Thursday, September 4, 2014

4 September 2007 - Put Another Way, That's 6.25 Ronaldos

On 4 September 2007, Deloitte announced that English transfer spending for the 2007 summer window exceeded £500 million, up from £300 million the previous summer. The figure includes spending for the Premier League and all three levels of the Football League. 

Manchester United spent the most at £51 million, with Liverpool a close second at £50 million. Tottenham was a surprising third at £40 million, while newly-promoted Sunderland was fourth at £35 million.

More than half of Manchester United's fees--£30 million--went to Porto in exchange for midfielder Anderson and winger Nani.
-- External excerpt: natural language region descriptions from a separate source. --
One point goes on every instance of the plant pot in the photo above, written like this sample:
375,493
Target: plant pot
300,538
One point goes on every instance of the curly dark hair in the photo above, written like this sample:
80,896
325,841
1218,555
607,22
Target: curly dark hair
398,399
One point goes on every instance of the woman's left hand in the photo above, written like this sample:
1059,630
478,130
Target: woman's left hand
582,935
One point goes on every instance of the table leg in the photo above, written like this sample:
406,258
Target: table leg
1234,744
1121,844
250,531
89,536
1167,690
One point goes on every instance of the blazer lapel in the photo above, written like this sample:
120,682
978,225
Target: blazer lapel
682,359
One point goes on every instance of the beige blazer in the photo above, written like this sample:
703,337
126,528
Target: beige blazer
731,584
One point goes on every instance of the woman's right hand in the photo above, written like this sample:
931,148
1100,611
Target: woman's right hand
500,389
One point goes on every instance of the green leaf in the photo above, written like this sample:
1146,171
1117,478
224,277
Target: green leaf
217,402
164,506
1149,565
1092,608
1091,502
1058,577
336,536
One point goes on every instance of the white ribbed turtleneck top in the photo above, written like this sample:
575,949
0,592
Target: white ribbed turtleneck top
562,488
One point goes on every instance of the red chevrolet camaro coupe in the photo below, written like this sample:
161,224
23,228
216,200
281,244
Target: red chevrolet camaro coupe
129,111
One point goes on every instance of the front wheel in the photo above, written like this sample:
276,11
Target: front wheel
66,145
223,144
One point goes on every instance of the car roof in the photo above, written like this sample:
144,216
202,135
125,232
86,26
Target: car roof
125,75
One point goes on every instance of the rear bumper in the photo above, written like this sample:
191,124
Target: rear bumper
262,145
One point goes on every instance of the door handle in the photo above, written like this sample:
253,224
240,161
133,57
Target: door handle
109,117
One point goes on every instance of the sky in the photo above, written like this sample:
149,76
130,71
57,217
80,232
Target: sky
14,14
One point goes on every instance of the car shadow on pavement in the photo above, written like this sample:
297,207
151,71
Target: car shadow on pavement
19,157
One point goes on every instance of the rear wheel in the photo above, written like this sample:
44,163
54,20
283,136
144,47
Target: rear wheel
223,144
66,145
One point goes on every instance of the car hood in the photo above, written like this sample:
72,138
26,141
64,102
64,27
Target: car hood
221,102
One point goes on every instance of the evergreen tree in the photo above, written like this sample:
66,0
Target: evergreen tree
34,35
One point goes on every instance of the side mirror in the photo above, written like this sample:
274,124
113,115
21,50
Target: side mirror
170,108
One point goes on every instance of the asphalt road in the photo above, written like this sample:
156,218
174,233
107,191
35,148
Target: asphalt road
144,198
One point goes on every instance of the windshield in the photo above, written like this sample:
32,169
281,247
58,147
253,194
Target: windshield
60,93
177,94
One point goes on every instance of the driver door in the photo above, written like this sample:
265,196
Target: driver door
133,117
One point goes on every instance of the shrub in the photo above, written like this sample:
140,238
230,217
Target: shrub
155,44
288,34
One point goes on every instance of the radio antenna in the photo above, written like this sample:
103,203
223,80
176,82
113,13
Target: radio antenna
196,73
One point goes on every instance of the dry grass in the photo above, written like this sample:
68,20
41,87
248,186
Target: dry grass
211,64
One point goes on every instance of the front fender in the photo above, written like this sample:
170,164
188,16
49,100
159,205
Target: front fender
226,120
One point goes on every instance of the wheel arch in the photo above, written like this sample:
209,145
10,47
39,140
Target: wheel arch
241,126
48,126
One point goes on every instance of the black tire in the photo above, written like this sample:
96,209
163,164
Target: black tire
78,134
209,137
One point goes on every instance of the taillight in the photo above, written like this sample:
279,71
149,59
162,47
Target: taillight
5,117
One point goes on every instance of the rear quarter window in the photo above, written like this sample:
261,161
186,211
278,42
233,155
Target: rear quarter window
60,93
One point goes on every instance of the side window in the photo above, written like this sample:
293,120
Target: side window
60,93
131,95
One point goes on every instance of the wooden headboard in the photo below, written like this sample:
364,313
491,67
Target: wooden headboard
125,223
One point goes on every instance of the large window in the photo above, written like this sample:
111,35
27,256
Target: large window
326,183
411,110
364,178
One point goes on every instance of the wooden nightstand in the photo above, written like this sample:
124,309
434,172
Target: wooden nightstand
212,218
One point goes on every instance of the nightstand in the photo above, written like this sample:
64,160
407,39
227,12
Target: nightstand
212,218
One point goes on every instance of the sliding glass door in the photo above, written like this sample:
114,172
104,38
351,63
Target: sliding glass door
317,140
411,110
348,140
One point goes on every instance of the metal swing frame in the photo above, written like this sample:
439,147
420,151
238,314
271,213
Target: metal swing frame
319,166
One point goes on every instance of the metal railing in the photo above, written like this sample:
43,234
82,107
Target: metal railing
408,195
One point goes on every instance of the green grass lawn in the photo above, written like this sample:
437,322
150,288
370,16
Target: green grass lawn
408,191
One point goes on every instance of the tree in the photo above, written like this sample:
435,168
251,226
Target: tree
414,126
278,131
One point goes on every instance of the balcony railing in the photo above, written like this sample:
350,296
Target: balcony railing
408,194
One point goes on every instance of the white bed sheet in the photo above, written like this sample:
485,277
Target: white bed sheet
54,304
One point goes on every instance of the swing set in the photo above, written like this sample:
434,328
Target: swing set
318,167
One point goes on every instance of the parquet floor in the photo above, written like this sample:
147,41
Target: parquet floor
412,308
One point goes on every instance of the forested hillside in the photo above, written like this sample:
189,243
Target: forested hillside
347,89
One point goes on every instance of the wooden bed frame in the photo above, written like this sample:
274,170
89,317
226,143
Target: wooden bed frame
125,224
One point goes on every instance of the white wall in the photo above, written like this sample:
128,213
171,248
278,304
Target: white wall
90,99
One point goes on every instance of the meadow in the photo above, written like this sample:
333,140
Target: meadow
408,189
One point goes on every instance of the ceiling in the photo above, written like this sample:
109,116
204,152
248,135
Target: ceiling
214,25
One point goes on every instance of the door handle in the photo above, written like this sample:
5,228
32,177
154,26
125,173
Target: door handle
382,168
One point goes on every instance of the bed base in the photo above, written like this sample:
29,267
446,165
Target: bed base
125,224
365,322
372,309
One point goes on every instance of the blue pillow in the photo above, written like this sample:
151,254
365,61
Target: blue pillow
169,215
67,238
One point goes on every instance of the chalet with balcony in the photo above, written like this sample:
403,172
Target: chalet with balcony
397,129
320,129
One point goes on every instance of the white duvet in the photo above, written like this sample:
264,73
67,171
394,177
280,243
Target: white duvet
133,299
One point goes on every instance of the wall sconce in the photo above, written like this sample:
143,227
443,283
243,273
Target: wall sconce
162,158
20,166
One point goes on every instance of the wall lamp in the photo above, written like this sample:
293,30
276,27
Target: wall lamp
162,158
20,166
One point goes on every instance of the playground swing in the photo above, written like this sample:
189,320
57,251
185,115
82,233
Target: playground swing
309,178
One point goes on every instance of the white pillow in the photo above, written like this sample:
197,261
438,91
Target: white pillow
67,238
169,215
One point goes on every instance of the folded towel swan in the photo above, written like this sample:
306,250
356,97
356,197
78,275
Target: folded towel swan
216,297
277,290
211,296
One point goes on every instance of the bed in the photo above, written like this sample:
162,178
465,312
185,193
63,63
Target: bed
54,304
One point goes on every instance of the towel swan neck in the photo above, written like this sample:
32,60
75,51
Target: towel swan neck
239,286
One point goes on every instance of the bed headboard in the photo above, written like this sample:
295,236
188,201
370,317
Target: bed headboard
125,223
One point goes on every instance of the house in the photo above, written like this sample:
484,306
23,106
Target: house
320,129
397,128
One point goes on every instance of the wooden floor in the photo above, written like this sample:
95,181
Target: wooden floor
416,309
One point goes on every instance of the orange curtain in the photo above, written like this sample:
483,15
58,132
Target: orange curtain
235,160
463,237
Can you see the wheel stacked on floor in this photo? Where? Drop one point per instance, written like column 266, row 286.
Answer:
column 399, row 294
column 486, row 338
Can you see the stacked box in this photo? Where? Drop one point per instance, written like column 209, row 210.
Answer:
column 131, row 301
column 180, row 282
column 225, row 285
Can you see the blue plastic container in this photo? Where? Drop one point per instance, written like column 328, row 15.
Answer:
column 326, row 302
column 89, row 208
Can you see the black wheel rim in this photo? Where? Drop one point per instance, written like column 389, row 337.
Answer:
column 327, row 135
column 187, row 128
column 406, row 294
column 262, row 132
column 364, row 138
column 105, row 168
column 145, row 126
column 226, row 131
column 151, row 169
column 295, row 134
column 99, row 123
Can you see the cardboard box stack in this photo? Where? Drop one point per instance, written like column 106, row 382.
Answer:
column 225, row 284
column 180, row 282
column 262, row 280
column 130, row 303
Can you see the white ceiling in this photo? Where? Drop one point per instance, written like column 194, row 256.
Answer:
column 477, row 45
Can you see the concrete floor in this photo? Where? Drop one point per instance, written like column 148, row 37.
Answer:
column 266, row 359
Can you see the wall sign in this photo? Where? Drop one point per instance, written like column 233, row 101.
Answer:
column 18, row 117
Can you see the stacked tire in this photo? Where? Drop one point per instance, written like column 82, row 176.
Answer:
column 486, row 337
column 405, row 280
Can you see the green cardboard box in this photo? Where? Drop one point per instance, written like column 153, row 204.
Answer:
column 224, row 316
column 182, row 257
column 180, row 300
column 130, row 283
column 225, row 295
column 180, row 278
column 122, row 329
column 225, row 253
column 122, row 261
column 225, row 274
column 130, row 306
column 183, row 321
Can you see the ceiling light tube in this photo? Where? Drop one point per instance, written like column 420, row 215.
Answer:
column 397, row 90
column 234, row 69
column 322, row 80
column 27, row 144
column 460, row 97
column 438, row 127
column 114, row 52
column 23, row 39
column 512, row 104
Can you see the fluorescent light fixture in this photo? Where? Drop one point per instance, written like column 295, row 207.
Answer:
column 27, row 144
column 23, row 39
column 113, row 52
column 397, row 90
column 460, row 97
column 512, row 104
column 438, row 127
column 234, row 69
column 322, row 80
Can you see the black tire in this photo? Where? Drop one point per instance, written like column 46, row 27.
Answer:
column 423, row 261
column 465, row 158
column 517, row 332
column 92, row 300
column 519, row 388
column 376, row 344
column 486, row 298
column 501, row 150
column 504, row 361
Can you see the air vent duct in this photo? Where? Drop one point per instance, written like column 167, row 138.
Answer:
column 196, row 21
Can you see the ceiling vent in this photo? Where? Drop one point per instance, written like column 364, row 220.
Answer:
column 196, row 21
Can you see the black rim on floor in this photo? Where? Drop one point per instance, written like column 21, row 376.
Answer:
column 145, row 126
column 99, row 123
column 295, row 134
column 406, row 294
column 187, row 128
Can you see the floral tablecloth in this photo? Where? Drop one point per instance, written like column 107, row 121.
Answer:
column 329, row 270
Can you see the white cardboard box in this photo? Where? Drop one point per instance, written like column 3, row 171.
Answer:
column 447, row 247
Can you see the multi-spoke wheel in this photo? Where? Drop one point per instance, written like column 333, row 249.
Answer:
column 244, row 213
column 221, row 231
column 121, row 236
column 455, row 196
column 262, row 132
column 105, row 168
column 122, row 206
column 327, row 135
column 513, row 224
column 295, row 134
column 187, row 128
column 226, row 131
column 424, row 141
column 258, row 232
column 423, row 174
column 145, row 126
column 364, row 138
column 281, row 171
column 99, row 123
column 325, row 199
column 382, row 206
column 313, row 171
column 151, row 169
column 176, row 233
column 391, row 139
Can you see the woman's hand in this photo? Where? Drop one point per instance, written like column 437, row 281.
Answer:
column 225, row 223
They also signed midfielder Owen Hargreaves from Bayern Munich for £17 million.

Liverpool's major signing was striker Fernando Torres, whom they prised from Atlético Madrid for an undisclosed fee believed to be over £20 million, making Torres the most expensive signing in England that summer. They also pulled winger Ryan Babel from Ajax for £11.5 million and midfielder Yossi Benayoun from West Ham for £5 million.

Tottenham's most expensive purchase was striker Darren Bent, whom they acquired from Charlton Athletic for £16.5 million. Spurs also brought in midfielder/back Younes Kaboul from Auxerre for £7 million and left back Gareth Bale from Southampton for £5 million.

Sunderland brought keeper Craig Gordon in from Hearts for £9 million, striker Kenwyne Jones from Southampton for £6 million, striker Michael Chopra from Cardiff City for £5 million and midfielder Kieran Richardson from Manchester United for £5.5 million.

The results on the pitch for those four clubs were mixed. United won its second consecutive Premier League title, with Anderson, Nani, and Hargreaves each playing significant roles. Liverpool finished fourth, with Torres contributing 15 League goals.

Spurs, on the other hand, failed in their push for a top-4 finish, ending the season in 11th place. Darren Bent lasted only two season at White Hart Lane before transferring to Sunderland in the summer of 2009 for an initial fee of £10 million, with clauses that could raise the value to £16.5 million.

Sunderland achieved their primary goal of avoiding relegation, finishing 15th, and have remained in the Premier League since.